Sitting next to her as he often did, Mhvlovi was the emotional rock she had clung to over the years of their captivity. The friendship they had cultivated had enabled her to withstand the worst that life as a prisoner could offer. Mhvlovi was a typical Efrosian, with skin a deeply hued orange and piercing cobalt blue eyes that looked as if they could penetrate cast rodinium. Flodin remembered how, on the Gagarin, Mhvlovi had looked almost regal in his uniform and with his mane of flowing white hair and matching mustache. The hair and mustache were gone, of course, and his uniform had been replaced long ago with the standard gray one-piece garment that all prisoners wore. Still, despite everything that had happened to him during the past years, Mhvlovi managed to retain some of his dignity and poise.
“Here,” Garrovick said to Flodin as he handed his cup and the remainder of his meal to the ensign. “Eat this. You’re starting to look thin.” Flodin, who had been a computer specialist aboard the Gagarin, had always been slight of build, a condition that had been compounded by the substandard nutrition she and the others had received during the initial years of their imprisonment. Though
conditions were better now than they had been originally, the rest of the group still periodically supplemented Flodin’s diet with portions of their own meals to help her maintain her health.
Appraising the contents of the cup as well as her own, Flodin frowned. “I think they call this type of action ‘cruel and unusual,’ Commander.”
“It’s still better than the stuff they’ll pump into you if you keel over on a work detail from not eating.” Garrovick had nearly succumbed to malnutrition during the previous year. The dietary supplement the camp physician had inflicted upon him had been near torture, with his insides feeling as though they were fighting to turn themselves inside out. Trips to what passed for the prisoners’ lavatory facilities had been both frequent and painful. Garrovick swore he’d never come near the vile “nutrients” ever again and his companions, having witnessed his ordeal, seemed to take a greater interest in the prison menu after that.

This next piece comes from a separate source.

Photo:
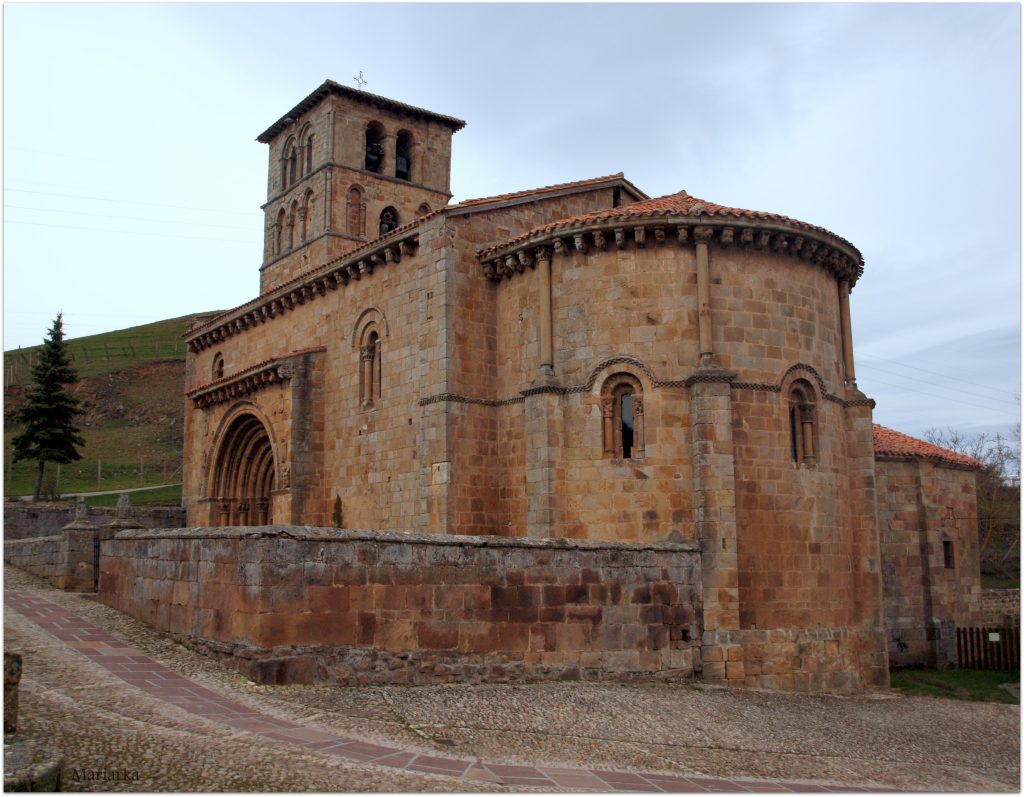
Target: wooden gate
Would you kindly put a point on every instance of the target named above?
(988, 648)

Wiping his brow, Garrovick’s hand came away damp with perspiration. The hot season would come early this year, all right. Humidity covered everything and everyone like a thick blanket. Breathing was difficult, especially during physical labor such as mining. Even down here, several hundred meters below the surface, the temperature was still uncomfortably high, and the heat generated by the portable laser drills exacerbated the problem. Though they were allowed plenty of water to drink and were given rest periods throughout the day, it did little to alleviate the long-term effects of the exertion composing the bulk of a prisoner’s existence.
A horn sounded several dozen meters away at the small portable workstation for the Klingon in charge of the work detail, signaling the end of the meal period. All around the Gagarin officers, prisoners began to rise and shuffle into columns to be marched back to the area of the mine being worked today.